The Supreme Court at any particular time is usually referred to by the name of the current Chief Justice. Ours now is more appropriately called the Arroyo Court. During the period when the controversy about the President's appointing authority was being debated in media, the gut feel of many, myself included, was that the majority of the Arroyo Court would vote the way they did last Wednesday. Thus last Wednesday's decision did not come as a surprise. "Shadow of Doubt," catchy as it might be, does not express the full flavor of what is percolating in the hearts and minds of many.
In the course of the debate on the subject, much of the argument used was that the presence of a Chief Justice at all times is demanded by the Constitution and by public welfare. It was argued that the leadership of the Chief Justice was crucial all the time and no one of the Associate Justices could fill the gap. That this argument is not echoed in the ponencian is perhaps grudging recognition of the fact that the Constitution itself allows a "Chief-less" Supreme Court for 90 days in the belief that one of the Associates can effectively substitute for him during a temporary absence.

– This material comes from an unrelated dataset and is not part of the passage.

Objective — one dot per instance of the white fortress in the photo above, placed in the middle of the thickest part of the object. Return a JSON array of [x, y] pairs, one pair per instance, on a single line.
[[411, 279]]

Indeed, the leadership of the Chief Justice is important but not crucial. We have had many occasions when the Court was led by a temporary presiding officer but with no loss to the nation. In fact, the current Chief Justice is on a two -week leave and nobody is shouting “Help!”
Because I believe that the role of a Chief Justice is important, although not crucial, I would have wished that Chief Justice Reynato Puno had participated in the decision. Unfortunately the Chief Justice chose a stance comparable to that of Joshua Clottey. While reading the Court’s decision, I missed the Chief Justice's vigorous Court presence.
I must say, however, that the constitutional provisions involved are actually not that mysterious. But the tug of war of the political process can inject between the lines of the Constitution undercurrents that can muddle the flow of arguments. Not the least of these undercurrents is the conflict of personalities and personal preferences that are further tarnishing the image of an already tarnished Court. The fact that both Justices Carpio and Corona inhibited themselves is admission enough that they see the contest as between the two of them. Too bad, because, first, the contest is primarily about the law and not about them, and second, I would have wanted to see their participation in the legal tussle.
It will not take much imagination to guess who the President will not appoint. Conversely, it is easy to guess who she will appoint. However, whoever that person might be is less significant than the impact of the processes that will have led to the appointment. What the fallout will be from all this remains to be seen. One thing is sure today: popular confidence in the integrity and independence of the Court has been severely sapped.